Thai diplomats expressed surprise and pleasure. After all, India has had much closer and deeper ties with Singapore and has yet to get the same invitation. I would argue this is all part of a broader policy of seeking to build a network of ties with this specific region, especially with those Southeast Asian countries whose coastlines are touched by the Indian Ocean’s waters. These have been somewhat neglected. In some cases, notably Malaysia, the relationship was less than happy during the Cold War. Thailand and Indonesia were largely ignored — these were spoken of as civilisational outposts of India and nothing much else.
This was a direct legacy of Jawaharlal Nehru who spurned requests by Singapore to take over its security in the 1960s but was furious when these countries then formed the Association of Southeast Asian Nations and became treaty allies of the United States. They were derided in Delhi as tinsel cultures. The contempt became bilateral when the Southeast Asian countries perfected the Asian tiger economic model and soared past India in the development game.
Then 1991 happened and the game changed. Thanks to Singapore in particular, India re-entered the regional equation. It has now decent military ties with Singapore and Indonesia. It even holds an annual joint naval patrol down to the Andamans with the Thai navy. The economic ties began to grow, institutionalised through bilateral free trade agreements and the rapid expansion of investments by the Indian private sector.
The China factor has begun to creep into the picture the past few years as a number of factors began to converge: the deterioration in Sino-Indian ties, concerns about the US commitment to Asia and the Indian Ocean, and the massive Chinese economic presence in the region.
Beijing could scoff at the idea of India matching them for influence. Chinese trade and investment figures with Southeast Asia dwarf, by a factor of four or five, those of India. However, the growth of Indian trade and investment is now higher than that of China’s so the gap may yet be at least narrowed in the coming years.
But India’s strategy has not been to match China in the economic sphere — which would be impossible given the disparity in coffer power and the fact Indian firms could care two hoots about strategic directives from their government. The game has been to develop deep partnerships in which the purpose is to ensure the nations involved will make it a point to consult India about any major strategic decisions and be cognizant of New Delhi’s interests in whatever they do on the macro level.
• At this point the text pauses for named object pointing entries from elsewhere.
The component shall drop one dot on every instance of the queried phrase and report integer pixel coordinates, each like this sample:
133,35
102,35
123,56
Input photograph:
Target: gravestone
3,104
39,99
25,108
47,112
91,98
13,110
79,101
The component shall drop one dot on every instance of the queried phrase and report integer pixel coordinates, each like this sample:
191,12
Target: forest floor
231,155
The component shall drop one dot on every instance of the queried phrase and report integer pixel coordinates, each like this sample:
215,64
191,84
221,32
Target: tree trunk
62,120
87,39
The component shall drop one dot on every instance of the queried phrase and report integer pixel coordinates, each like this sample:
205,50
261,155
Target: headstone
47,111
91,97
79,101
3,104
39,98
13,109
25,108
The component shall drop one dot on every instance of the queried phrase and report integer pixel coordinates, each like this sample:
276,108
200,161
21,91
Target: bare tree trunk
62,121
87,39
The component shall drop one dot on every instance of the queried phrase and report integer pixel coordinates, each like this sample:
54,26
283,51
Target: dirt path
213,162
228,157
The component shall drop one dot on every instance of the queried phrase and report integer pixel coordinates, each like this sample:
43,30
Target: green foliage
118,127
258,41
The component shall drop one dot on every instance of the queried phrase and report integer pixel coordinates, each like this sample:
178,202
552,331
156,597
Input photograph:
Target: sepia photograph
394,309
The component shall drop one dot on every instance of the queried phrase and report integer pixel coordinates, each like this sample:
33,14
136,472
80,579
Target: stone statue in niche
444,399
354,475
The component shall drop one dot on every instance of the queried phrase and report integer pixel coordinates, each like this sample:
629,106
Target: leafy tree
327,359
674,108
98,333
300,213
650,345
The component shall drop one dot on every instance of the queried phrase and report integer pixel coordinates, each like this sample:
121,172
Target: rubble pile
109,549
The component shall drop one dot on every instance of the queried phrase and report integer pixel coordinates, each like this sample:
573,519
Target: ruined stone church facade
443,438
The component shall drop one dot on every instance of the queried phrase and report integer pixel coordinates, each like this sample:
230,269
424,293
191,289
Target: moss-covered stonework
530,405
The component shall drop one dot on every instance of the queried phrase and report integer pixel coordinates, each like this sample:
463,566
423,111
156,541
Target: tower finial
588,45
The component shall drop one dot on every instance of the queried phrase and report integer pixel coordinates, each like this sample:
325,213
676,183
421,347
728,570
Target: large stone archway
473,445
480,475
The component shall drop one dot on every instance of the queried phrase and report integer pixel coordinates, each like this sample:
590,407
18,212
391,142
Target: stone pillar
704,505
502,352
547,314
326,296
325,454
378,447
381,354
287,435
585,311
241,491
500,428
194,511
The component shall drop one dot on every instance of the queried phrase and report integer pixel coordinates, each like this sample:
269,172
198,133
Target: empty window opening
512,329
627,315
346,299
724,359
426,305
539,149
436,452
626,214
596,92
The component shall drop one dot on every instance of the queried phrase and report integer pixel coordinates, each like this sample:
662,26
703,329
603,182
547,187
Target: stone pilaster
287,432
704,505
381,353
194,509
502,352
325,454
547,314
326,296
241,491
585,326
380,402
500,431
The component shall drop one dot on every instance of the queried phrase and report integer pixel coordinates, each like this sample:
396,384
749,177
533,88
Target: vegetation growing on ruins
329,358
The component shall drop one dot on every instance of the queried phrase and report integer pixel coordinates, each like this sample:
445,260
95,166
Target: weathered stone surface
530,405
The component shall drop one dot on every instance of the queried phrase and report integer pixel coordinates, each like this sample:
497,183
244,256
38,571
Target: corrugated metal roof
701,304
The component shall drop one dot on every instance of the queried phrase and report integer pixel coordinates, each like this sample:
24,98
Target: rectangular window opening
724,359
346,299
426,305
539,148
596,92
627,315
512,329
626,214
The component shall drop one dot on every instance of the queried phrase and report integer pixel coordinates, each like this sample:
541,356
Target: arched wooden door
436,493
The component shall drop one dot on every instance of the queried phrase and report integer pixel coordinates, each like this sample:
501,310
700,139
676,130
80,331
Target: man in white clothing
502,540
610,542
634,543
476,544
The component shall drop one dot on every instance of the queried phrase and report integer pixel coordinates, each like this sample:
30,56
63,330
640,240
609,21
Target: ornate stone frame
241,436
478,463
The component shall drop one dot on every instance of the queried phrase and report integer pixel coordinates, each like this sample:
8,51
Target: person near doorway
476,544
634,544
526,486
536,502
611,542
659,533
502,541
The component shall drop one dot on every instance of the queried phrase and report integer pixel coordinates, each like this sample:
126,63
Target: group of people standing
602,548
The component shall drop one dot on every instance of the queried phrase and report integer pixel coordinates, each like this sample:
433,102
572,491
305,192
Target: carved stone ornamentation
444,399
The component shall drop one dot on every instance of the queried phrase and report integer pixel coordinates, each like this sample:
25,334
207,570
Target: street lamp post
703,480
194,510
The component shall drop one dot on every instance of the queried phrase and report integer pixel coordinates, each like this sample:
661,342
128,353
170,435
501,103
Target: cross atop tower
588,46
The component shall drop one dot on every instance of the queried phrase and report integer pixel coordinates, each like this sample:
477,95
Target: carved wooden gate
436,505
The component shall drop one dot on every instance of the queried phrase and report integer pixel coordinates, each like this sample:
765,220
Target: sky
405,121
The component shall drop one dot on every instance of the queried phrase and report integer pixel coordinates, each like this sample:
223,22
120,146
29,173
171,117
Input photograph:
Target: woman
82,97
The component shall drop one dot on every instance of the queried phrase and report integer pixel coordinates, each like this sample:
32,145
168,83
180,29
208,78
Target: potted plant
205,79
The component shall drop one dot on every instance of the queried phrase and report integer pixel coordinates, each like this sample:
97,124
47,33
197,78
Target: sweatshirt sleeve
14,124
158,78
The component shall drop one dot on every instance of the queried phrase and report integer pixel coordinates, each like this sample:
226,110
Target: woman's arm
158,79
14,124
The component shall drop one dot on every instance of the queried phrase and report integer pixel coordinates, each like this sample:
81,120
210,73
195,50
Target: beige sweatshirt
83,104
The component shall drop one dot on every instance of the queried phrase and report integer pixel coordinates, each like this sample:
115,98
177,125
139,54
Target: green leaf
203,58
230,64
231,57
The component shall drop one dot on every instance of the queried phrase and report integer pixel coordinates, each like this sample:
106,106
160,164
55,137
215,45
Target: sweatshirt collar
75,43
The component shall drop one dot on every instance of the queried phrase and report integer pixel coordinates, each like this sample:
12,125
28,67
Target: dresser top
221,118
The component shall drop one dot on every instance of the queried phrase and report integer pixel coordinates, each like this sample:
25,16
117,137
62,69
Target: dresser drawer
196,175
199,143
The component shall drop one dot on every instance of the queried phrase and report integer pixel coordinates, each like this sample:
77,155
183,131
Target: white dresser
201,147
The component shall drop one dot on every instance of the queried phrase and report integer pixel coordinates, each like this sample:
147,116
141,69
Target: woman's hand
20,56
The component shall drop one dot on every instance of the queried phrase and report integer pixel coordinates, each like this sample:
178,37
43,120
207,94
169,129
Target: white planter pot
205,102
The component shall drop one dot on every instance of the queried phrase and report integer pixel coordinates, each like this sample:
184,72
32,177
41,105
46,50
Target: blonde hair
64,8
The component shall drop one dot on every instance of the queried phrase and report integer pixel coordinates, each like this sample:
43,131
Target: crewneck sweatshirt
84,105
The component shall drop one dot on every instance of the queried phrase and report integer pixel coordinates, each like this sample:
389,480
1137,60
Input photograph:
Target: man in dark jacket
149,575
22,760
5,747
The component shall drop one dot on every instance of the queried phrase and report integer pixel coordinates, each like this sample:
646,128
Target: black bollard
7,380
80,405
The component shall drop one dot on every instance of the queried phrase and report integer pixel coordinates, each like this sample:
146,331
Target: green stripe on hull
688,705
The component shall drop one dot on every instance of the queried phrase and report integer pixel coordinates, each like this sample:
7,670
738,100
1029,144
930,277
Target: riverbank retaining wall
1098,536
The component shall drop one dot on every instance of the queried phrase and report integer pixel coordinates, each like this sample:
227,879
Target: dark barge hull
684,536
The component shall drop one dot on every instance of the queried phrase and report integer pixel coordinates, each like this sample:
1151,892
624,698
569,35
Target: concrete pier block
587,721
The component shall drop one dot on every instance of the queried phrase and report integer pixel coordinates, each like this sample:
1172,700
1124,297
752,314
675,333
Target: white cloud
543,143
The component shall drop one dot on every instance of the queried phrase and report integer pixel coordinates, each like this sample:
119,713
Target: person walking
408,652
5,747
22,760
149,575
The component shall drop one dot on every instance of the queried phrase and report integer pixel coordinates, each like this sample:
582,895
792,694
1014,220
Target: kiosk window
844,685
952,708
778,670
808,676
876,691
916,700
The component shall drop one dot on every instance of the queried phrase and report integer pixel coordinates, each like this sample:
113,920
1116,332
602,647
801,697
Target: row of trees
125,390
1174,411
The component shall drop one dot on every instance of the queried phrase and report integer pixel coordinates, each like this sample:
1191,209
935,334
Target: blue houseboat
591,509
The Southeast Asian countries, for their part, are taking a greater interest in India for a host of reasons. Some groups like the Indonesian military are Sinophobic. Malaysia is worried that its economic model is not working — its labour costs are too high to attract foreign manufacturers any more but its local entrepreneurial class is stunted thanks to its ethnic reservation system. Thailand and others are finding out that their elite political structures are struggling to handle greater demands for inclusion — the Shinawatra saga being such a tale and the remarkably hopeful signs in Myanmar bring another. Again, looking to Indian democracy makes some sense, though one shouldn’t exaggerate the respect with which India’s polity is held by its neighbours. Many admit it seems to hold the country together but they can’t quite pinpoint how it does. Then there are some who worry at the figures showing that the US navy will begin shrinking rapidly in the coming decades and much of this will be felt the most in the Indian Ocean. India, with 43 warships on order or being built right now, and a hundred more expected to be inducted later on is an obvious place to look for some security in the future.
India is broadly seen as non-threatening, unlike China which has to work hard to earn that image. One of the lesser known influences of India is religion. A surprising number of Southeast Asian elite members come to India to seek enlightenment or religious fixes. And this has political consequences. Why aren’t hardliners like Maung Aye trying to stop the present political reforms in Myanmar? Because he’s in religious rapture, spending his time in Buddhist meditation. Indian officials like to think they helped this along by fulfilling the many requests by Myanmarese generals to make pilgrimages to holy sites in India. “They go to China for weapons and India for salvation,” is a standard joke in the Indian foreign ministry.
I take some historical satisfaction in Southeast Asian countries exploring the possibility that the new India has something to offer them, politically economically or theologically. While some Indian scholars treat the influence of ancient India on Southeast Asia as some sort of evidence of a Greater India, the truth is more probably that indigenous rising Southeast Asian cultures found it useful to legitimize their rulers and consolidate their nationhood with Indian metaphysics. One gets a sense that something similar is happening again between India and its eastern neighbours.